Using an individual surety may pose more risks than many contractors or obligees are willing to take on. Ensuring that the surety has the qualifications and financial strength to secure a project takes some research; following are some key characteristics to look for.

Experience and Infrastructure

The successful completion of a construction project requires experience and expertise in business, finance, construction trends and more. Most corporate sureties have underwriting and claim departments in place to help prequalify and evaluate contractors’ ability to complete the job, identify and head off issues, and respond quickly if they occur. Individual sureties generally don’t have the same level of experience and infrastructure in place.

Because even the most experienced construction companies can run into unforeseen challenges, it’s important that claims personnel are able to work closely with the contractor and obligee in an effort to address any issues that arise. Accordingly, contractors should ask if the surety has experienced underwriting and claim departments.

Strong Financial Backing
A contractor working with a corporate surety provider should look for one that has received high financial ratings from independent rating agencies.

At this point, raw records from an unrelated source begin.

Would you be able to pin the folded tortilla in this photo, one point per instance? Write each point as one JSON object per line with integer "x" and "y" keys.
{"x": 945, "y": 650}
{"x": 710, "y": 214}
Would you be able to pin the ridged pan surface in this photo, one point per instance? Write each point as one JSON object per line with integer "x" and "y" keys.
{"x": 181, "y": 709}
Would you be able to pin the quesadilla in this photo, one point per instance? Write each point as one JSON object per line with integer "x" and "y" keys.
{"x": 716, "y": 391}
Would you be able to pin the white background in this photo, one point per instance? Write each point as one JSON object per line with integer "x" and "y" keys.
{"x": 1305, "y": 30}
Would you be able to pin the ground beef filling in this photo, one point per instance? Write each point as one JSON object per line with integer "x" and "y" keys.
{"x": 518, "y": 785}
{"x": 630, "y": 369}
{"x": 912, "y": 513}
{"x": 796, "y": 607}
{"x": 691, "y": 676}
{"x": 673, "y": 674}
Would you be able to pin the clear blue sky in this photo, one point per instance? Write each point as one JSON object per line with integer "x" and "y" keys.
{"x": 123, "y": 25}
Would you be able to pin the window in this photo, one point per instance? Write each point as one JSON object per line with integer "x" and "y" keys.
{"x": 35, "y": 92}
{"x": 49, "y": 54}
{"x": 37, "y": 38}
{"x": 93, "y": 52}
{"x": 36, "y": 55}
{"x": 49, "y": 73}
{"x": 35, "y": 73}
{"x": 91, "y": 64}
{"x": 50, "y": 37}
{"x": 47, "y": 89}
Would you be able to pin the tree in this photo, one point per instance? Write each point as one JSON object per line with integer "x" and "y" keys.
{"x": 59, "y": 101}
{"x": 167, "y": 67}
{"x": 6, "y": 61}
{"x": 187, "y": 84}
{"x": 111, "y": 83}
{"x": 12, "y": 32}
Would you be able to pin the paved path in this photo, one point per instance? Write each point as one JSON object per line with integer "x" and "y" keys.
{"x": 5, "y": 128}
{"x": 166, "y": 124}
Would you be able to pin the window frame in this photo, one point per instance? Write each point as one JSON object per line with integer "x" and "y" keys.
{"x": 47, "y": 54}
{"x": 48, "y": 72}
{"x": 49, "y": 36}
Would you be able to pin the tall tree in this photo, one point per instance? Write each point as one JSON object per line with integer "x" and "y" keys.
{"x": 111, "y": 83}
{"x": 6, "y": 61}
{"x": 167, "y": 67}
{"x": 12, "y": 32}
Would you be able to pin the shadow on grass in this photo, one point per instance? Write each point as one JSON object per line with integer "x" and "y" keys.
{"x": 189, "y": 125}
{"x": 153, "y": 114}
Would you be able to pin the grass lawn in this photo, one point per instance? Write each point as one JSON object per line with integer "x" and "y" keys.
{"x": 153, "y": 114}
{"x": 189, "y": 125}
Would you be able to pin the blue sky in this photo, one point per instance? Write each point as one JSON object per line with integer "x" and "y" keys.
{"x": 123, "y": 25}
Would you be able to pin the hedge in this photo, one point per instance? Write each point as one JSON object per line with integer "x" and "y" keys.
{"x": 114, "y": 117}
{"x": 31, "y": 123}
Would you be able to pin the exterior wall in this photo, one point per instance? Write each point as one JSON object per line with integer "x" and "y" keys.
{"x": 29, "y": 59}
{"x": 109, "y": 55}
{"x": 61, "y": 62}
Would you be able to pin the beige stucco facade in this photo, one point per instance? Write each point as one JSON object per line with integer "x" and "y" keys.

Even if a contractor determines that an individual surety bond is acceptable, it should verify that the obligee will accept that bond and also verify the assets backing the bond.

Additionally, the contractor should confirm that the purported assets are actually owned by the individual surety, are accurately valued, easily liquidated, and are not otherwise pledged or encumbered. It’s also prudent to ensure that the terms and conditions of the bond do not provide illusory coverage.

All business relationships involve risks, and individual sureties are no exception. If a firm is considering obtaining an individual surety bond, take a close look at the applicable laws and regulations to ensure that the individual surety is entitled to provide this service. Then, carefully review the quality of the individual’s operations and assets. Doing research now could prevent unwelcome—and costly—surprises later.